Tomatoes, pests and glue traps

Picked:
  • tomatoes
  • cucumber
Planted:
  • spring onions - 2 punnets
  • zucchini seeds
The zebra tomatoes that were weak and spindly because they were too shaded by the wattle?  Well they have enjoyed the extra sun, thickened up and are now flowering. Hopefully I will get more fruit now.

I have had a fair bit of trouble with the zebras and not just because of the shade. If you are in NSW or Qld you will know of the lovely fruit fly! It is because of this pest that I usually only plant the smaller tomatoes (cherries and this year berries as well). It seems easier to control the fruit fly on these smaller tomatoes. 
But tempted by their lovely stripy skin and my already mentioned penchant for a fashionable ‘rainbow’ of tomatoes (just like the cook books) tempted me as did the claims of their fabulous flavour.  So I committed and, in an attempt to beat the fruit fly, searched for solutions.

I don’t spray - you probably guessed that by now. We are a small household and if I lose some produce to pests or birds then that’s fine – I grow enough. So this year, tempted by gluey plastic sheets, hung these up around the patch and very soon I was catching the blighters!  There is no poison, just a sticky yellow surface and fruit fly and other pests like white fly the house fly and mozzies get stuck. I cannot say that there have not been unintentional victims -  I have had the odd lady beetle and skink get stuck - but these have been very few (can count them on one hand) and I have plenty of unharmed lady beetles doing their own type of pest control for me.And plenty of skinks running thru the leaf litter and mulch.

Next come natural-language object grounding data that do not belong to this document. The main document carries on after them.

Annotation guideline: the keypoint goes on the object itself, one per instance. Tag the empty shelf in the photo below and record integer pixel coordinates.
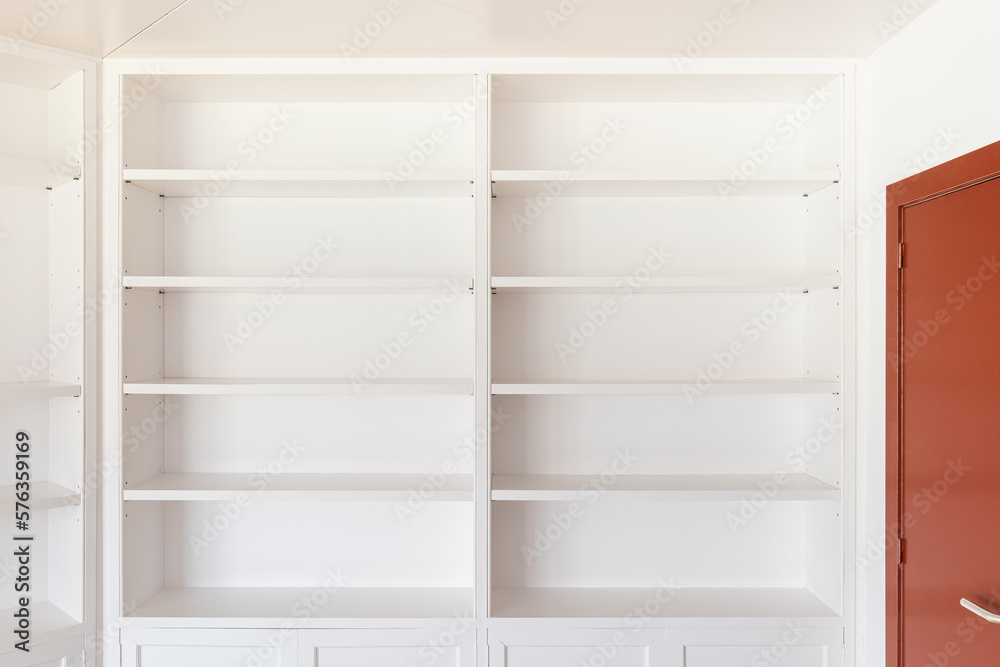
(597, 183)
(689, 284)
(617, 603)
(44, 496)
(660, 487)
(299, 183)
(215, 387)
(49, 623)
(274, 606)
(306, 286)
(35, 174)
(297, 486)
(18, 391)
(634, 387)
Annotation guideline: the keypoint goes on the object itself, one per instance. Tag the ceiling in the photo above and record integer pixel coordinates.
(458, 28)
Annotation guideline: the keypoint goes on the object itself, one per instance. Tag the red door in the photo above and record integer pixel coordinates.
(943, 421)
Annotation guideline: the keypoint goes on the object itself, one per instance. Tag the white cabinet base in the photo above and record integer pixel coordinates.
(449, 647)
(576, 648)
(208, 648)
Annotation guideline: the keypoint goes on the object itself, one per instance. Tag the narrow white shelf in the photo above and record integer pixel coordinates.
(215, 387)
(49, 623)
(660, 487)
(274, 606)
(35, 174)
(615, 604)
(297, 486)
(681, 284)
(610, 387)
(44, 496)
(19, 391)
(300, 183)
(307, 286)
(596, 183)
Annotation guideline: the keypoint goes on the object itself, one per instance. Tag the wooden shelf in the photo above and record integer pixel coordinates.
(35, 174)
(216, 387)
(20, 391)
(679, 284)
(660, 487)
(301, 183)
(44, 496)
(634, 387)
(297, 486)
(49, 623)
(615, 604)
(597, 183)
(307, 286)
(271, 607)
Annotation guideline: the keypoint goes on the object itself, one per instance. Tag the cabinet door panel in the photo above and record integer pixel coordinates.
(791, 646)
(577, 648)
(208, 648)
(441, 647)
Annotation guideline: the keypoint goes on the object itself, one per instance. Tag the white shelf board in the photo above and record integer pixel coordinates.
(35, 174)
(49, 623)
(660, 487)
(216, 387)
(679, 284)
(297, 487)
(19, 391)
(306, 286)
(271, 607)
(44, 496)
(300, 183)
(530, 183)
(645, 387)
(656, 88)
(615, 604)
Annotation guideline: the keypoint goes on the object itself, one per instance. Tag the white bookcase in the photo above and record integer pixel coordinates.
(486, 355)
(48, 387)
(300, 328)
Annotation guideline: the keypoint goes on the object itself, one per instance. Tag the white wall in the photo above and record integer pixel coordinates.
(933, 95)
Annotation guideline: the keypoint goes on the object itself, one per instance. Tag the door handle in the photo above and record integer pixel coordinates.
(979, 611)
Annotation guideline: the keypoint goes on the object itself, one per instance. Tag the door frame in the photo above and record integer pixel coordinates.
(963, 172)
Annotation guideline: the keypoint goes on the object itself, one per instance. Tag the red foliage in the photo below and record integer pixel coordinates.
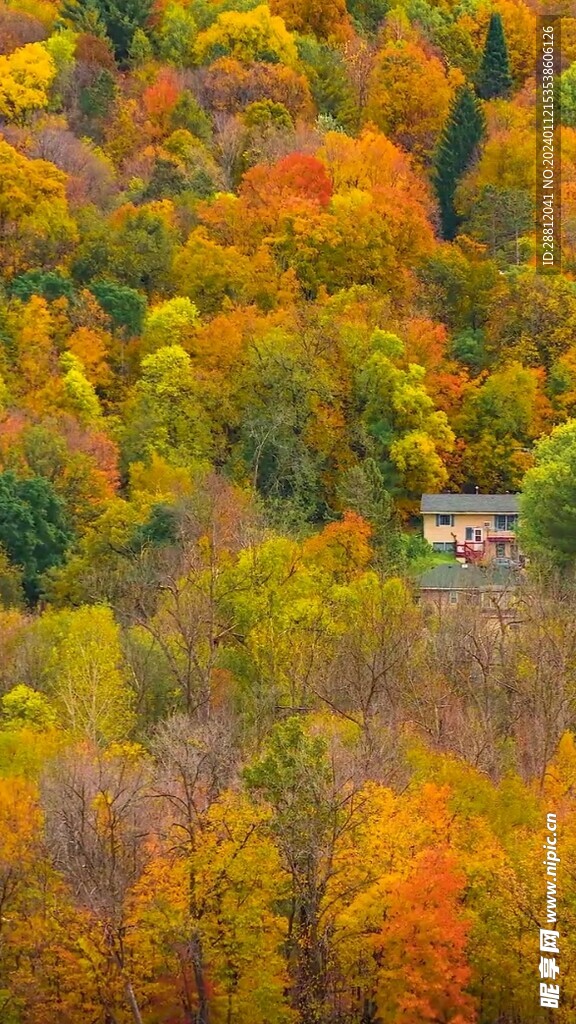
(295, 177)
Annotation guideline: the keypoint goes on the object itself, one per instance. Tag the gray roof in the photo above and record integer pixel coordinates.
(469, 503)
(455, 577)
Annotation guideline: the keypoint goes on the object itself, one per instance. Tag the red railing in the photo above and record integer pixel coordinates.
(472, 551)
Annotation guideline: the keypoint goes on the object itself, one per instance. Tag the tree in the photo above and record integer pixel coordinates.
(494, 77)
(34, 527)
(118, 18)
(311, 16)
(35, 224)
(424, 974)
(548, 500)
(165, 412)
(84, 673)
(176, 35)
(25, 79)
(96, 825)
(295, 777)
(254, 35)
(125, 306)
(170, 323)
(459, 142)
(403, 77)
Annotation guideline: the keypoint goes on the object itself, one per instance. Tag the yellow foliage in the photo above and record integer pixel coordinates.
(26, 77)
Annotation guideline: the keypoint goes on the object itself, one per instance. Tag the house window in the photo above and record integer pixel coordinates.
(474, 535)
(505, 521)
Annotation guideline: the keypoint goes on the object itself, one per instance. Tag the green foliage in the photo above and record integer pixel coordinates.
(23, 706)
(494, 78)
(118, 18)
(459, 142)
(34, 527)
(368, 14)
(165, 412)
(176, 36)
(548, 501)
(125, 306)
(49, 284)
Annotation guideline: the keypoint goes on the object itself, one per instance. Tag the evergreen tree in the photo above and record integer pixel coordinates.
(119, 19)
(494, 76)
(459, 141)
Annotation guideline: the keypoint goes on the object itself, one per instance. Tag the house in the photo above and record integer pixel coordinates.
(451, 585)
(474, 527)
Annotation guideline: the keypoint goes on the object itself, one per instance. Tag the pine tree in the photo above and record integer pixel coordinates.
(119, 19)
(459, 141)
(494, 76)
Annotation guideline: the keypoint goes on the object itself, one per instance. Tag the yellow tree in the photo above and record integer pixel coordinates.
(26, 77)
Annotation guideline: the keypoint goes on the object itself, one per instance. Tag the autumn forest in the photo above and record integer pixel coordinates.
(268, 274)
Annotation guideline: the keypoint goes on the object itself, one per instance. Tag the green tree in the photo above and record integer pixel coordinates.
(165, 412)
(125, 306)
(494, 77)
(84, 672)
(460, 139)
(295, 778)
(176, 36)
(368, 14)
(120, 19)
(548, 501)
(34, 527)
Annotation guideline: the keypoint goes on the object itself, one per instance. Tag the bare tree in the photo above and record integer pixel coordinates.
(97, 823)
(195, 763)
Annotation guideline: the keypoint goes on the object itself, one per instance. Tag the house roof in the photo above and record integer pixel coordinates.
(455, 577)
(469, 503)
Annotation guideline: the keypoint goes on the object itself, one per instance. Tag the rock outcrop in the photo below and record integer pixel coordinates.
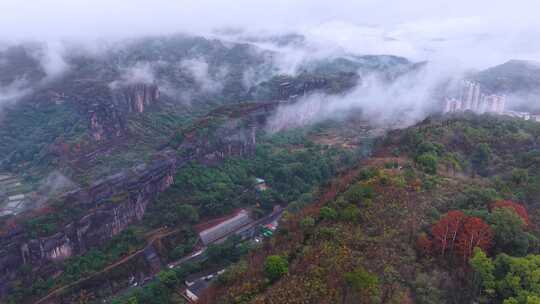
(112, 205)
(107, 117)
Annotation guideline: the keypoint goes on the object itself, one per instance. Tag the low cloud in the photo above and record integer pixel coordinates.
(141, 72)
(199, 69)
(399, 103)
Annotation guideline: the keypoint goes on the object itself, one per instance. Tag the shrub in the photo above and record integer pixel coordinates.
(275, 267)
(328, 213)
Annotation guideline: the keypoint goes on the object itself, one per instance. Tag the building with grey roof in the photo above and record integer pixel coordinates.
(225, 228)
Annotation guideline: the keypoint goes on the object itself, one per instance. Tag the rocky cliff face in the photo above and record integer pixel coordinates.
(112, 204)
(108, 117)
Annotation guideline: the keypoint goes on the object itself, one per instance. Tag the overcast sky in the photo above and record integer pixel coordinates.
(475, 33)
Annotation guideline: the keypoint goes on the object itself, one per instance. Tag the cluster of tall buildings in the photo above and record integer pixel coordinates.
(472, 99)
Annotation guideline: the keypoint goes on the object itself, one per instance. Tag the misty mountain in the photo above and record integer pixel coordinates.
(518, 79)
(101, 102)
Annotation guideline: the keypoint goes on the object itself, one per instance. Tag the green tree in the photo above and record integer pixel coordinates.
(275, 267)
(328, 213)
(187, 213)
(363, 283)
(510, 236)
(483, 271)
(428, 162)
(480, 159)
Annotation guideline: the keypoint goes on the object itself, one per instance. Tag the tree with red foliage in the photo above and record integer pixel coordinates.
(518, 208)
(423, 244)
(475, 233)
(445, 231)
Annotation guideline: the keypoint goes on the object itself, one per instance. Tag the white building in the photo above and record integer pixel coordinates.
(472, 99)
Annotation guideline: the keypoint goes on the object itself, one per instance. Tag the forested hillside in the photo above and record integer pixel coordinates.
(443, 212)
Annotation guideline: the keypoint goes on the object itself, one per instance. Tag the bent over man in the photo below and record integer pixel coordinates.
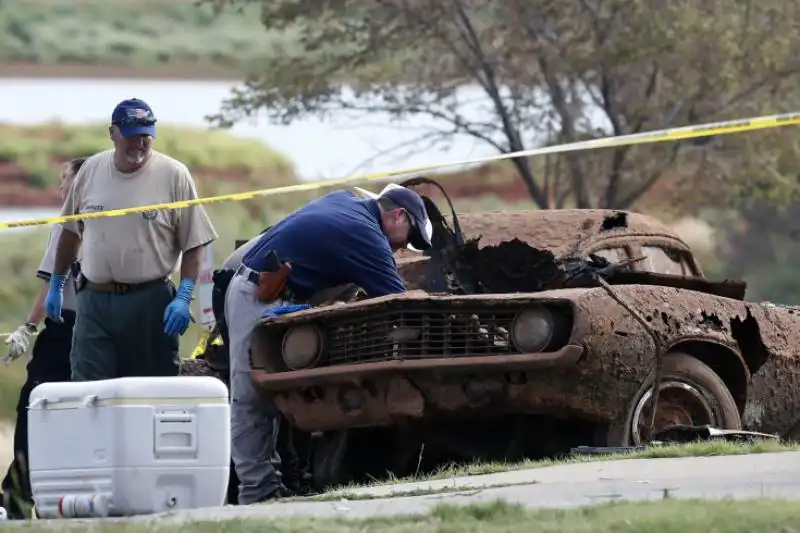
(129, 315)
(331, 241)
(49, 361)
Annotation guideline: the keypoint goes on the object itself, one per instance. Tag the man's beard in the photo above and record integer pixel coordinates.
(134, 157)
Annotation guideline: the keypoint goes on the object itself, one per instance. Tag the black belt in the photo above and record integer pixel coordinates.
(123, 288)
(252, 276)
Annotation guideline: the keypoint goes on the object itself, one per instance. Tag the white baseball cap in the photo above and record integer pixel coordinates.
(424, 226)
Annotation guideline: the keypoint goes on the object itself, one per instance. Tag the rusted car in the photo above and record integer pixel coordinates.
(531, 371)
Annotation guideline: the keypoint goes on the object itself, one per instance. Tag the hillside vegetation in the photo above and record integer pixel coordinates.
(138, 34)
(220, 162)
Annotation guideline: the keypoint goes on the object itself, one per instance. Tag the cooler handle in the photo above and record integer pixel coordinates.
(175, 426)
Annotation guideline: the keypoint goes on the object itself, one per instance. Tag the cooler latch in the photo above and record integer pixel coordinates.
(175, 435)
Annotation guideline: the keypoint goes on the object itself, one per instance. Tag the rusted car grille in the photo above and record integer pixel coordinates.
(419, 334)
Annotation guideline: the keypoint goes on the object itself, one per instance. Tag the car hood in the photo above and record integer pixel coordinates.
(422, 296)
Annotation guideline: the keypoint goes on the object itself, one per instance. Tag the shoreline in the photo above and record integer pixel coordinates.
(190, 72)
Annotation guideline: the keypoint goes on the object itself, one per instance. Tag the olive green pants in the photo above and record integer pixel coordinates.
(122, 335)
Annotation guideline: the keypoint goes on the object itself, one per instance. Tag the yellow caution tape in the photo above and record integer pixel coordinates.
(201, 343)
(672, 134)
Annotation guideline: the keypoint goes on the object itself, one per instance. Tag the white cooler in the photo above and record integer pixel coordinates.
(132, 445)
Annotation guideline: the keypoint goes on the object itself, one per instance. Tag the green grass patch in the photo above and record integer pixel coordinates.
(667, 516)
(220, 162)
(136, 33)
(664, 451)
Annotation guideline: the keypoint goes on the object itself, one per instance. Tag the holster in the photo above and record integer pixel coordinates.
(272, 284)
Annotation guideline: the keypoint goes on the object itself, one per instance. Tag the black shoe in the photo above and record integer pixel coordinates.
(280, 492)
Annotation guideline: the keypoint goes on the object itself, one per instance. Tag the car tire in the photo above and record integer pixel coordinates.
(328, 459)
(684, 375)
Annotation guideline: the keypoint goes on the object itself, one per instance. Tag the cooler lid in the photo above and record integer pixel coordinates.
(156, 390)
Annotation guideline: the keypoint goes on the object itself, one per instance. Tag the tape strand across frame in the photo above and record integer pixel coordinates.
(672, 134)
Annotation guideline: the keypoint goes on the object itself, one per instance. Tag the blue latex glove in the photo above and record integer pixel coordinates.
(282, 310)
(55, 297)
(176, 315)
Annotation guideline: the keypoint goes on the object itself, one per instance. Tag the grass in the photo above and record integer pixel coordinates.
(667, 516)
(696, 449)
(220, 162)
(134, 33)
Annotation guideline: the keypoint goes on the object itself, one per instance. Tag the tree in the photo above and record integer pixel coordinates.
(544, 69)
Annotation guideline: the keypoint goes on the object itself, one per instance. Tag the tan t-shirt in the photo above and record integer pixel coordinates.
(141, 246)
(46, 270)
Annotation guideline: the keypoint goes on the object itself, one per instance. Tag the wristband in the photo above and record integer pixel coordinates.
(185, 290)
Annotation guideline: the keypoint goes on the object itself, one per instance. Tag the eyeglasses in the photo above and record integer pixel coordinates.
(136, 117)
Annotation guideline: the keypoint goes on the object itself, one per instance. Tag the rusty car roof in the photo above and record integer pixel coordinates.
(555, 229)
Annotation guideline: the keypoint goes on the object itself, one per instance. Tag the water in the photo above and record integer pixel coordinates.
(334, 148)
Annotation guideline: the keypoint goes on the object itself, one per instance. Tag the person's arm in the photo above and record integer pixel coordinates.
(194, 232)
(190, 263)
(370, 264)
(69, 242)
(37, 314)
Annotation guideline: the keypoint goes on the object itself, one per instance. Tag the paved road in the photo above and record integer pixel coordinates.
(746, 476)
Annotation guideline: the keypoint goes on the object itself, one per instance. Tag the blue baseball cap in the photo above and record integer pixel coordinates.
(134, 117)
(421, 227)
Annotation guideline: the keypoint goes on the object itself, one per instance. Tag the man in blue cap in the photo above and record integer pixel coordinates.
(336, 239)
(130, 316)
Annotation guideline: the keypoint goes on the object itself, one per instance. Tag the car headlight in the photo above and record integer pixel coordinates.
(302, 346)
(532, 329)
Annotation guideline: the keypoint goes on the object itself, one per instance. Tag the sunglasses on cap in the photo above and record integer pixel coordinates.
(136, 117)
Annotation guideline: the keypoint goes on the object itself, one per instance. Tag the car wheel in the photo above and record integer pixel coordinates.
(328, 459)
(691, 394)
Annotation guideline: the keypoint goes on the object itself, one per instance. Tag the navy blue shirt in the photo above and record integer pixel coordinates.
(333, 240)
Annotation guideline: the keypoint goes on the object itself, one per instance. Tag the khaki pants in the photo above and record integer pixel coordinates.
(254, 419)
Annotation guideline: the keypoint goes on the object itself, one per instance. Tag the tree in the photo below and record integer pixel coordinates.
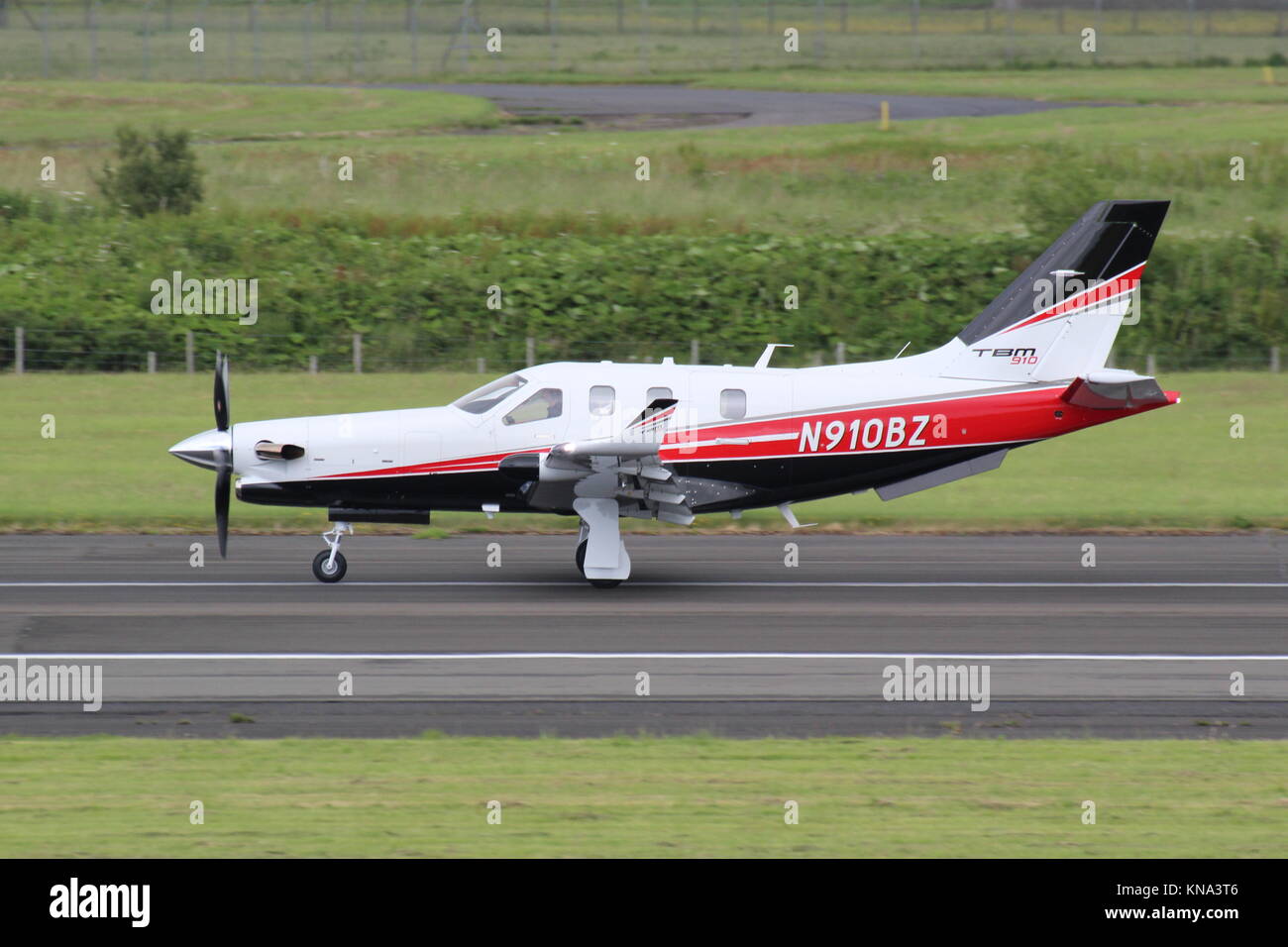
(153, 174)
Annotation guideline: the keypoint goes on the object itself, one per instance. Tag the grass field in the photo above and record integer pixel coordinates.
(108, 470)
(850, 179)
(626, 796)
(88, 112)
(386, 42)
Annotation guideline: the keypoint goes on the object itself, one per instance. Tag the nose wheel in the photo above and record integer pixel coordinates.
(329, 566)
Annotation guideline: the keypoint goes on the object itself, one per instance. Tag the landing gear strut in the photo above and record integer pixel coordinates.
(329, 566)
(600, 553)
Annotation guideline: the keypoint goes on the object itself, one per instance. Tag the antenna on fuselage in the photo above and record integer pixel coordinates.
(763, 363)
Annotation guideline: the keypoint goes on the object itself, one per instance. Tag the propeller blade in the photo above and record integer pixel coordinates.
(220, 390)
(223, 487)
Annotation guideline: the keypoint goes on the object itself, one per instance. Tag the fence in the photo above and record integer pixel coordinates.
(415, 40)
(50, 351)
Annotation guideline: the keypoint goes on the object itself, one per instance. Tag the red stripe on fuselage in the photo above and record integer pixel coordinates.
(956, 421)
(1102, 291)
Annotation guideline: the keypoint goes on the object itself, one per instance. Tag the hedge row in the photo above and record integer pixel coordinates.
(84, 281)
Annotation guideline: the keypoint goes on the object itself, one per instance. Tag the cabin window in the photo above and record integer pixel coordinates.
(603, 399)
(541, 406)
(733, 403)
(482, 399)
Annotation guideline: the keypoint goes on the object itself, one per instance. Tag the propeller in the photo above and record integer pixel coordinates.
(223, 458)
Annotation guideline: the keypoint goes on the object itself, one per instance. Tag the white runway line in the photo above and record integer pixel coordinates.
(413, 582)
(622, 656)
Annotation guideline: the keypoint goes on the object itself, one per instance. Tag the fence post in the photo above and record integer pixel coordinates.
(915, 31)
(553, 24)
(1193, 42)
(44, 40)
(819, 50)
(93, 39)
(644, 35)
(1010, 33)
(308, 42)
(737, 33)
(147, 51)
(1095, 52)
(412, 9)
(254, 35)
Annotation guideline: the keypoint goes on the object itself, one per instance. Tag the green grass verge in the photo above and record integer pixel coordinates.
(1243, 84)
(108, 470)
(836, 179)
(69, 111)
(694, 796)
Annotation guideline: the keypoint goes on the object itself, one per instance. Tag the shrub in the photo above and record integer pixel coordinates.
(154, 174)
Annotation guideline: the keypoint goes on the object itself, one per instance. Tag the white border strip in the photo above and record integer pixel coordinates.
(716, 583)
(612, 656)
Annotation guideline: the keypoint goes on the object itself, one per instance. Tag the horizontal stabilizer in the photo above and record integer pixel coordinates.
(1113, 389)
(944, 474)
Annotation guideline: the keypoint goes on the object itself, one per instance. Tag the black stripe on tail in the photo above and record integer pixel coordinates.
(1111, 239)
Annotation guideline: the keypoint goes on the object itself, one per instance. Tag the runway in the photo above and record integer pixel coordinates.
(728, 635)
(678, 105)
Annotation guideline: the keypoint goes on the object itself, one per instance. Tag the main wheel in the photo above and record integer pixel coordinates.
(327, 571)
(581, 566)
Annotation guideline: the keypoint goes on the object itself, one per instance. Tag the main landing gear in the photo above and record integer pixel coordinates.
(329, 566)
(600, 553)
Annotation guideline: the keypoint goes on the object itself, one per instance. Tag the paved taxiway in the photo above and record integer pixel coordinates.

These glue sheets, as well as bringing the fruit in before they are too ripe,  seems to have worked for some fruit but still the zebras are much more prone to fruit fly maggots than the little ones.

SPRING ONIONS
I rarely buy spring onions from the green grocer (cant actually remember the last time I did).  Instead I stagger planting spring onion seedlings thru the year.  Spring onions from the garden are a treat, when you pull then from the ground their hollow leaves pop.  When you cut them they have a juiciness and they taste sweeter than shop bought ones. I guess I have three lots of spring onion s in at the moment - all of different ages to keep me in supply.  Today I planted two more punnets.